Mosiah 18 describes how Alma, converted by martyr Abinadi’s words, restores the Gospel at the Waters of Mormon. [1] Alma does what we do: he teaches people, sometimes as individuals but mostly in groups, who have removed themselves from the world to learn truth. When the sum of his teaching arrives at critical mass, he is inspired to baptize them, and himself, as a token of their commitment to that truth, and its Source. As we have heard and celebrated this University Conference, from that point on Alma seeks for his students to no longer identify themselves as single, diverse-yet-parallel strands, but rather as a tapestry woven together through their common experience of faith, of baptism, and of learning glorious truth at the Waters of Mormon, their hearts “knit together in unity and in love one towards another.” (Mosiah 18:21)
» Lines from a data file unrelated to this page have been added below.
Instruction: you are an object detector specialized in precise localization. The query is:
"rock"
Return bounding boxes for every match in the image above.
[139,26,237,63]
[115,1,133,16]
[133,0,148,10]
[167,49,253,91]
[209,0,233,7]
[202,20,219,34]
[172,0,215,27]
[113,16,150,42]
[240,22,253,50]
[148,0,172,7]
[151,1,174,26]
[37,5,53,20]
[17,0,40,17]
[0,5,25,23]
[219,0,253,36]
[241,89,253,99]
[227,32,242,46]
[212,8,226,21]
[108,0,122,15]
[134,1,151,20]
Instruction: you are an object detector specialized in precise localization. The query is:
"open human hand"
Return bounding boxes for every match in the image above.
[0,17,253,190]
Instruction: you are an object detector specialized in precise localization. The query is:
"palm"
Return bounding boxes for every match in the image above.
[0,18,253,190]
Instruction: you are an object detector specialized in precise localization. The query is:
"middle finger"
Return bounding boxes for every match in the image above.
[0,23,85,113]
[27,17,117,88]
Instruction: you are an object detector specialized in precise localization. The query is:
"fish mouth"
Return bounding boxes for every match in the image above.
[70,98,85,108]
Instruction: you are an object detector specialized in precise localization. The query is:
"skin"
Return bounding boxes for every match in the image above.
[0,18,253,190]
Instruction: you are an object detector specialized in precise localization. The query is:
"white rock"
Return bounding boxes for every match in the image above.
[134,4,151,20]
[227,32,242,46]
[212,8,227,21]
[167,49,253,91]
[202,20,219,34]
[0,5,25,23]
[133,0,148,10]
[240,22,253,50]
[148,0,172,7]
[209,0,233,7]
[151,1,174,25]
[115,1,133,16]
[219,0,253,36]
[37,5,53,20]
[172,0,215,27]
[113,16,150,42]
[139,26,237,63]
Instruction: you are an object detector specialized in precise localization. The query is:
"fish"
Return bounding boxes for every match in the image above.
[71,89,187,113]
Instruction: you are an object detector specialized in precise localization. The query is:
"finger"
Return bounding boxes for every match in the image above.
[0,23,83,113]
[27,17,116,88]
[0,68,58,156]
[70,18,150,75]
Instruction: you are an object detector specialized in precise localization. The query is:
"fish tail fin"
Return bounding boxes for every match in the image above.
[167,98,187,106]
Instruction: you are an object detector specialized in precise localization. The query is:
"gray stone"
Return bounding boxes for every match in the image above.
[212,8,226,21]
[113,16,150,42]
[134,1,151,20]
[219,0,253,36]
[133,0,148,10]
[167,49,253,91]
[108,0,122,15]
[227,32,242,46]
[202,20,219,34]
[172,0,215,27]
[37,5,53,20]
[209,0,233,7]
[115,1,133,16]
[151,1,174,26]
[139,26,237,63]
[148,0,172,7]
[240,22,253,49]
May we take advantage of the opportunity we are blessed with here in the College of Humanities and at BYU to help each other and our students knit, or weave, hearts together through the common experience of stepping away from the world, discovering and sharing the grace of great things, and exercising faith together. In so doing we will discover greater love, one towards another, than we have yet experienced. We will also be blessed with tapestries of complexity, variety, color, and power that celebrate the universal gravitational influence of God in our individual lives and in a world we seek to improve.

May God bless us all throughout the coming school year.

[1] Parker Palmer. The Courage to Teach: Exploring the Inner Landscape of a Teacher’s Life. San Francisco: Jossey-Bass Publishers, 1998, p. 107.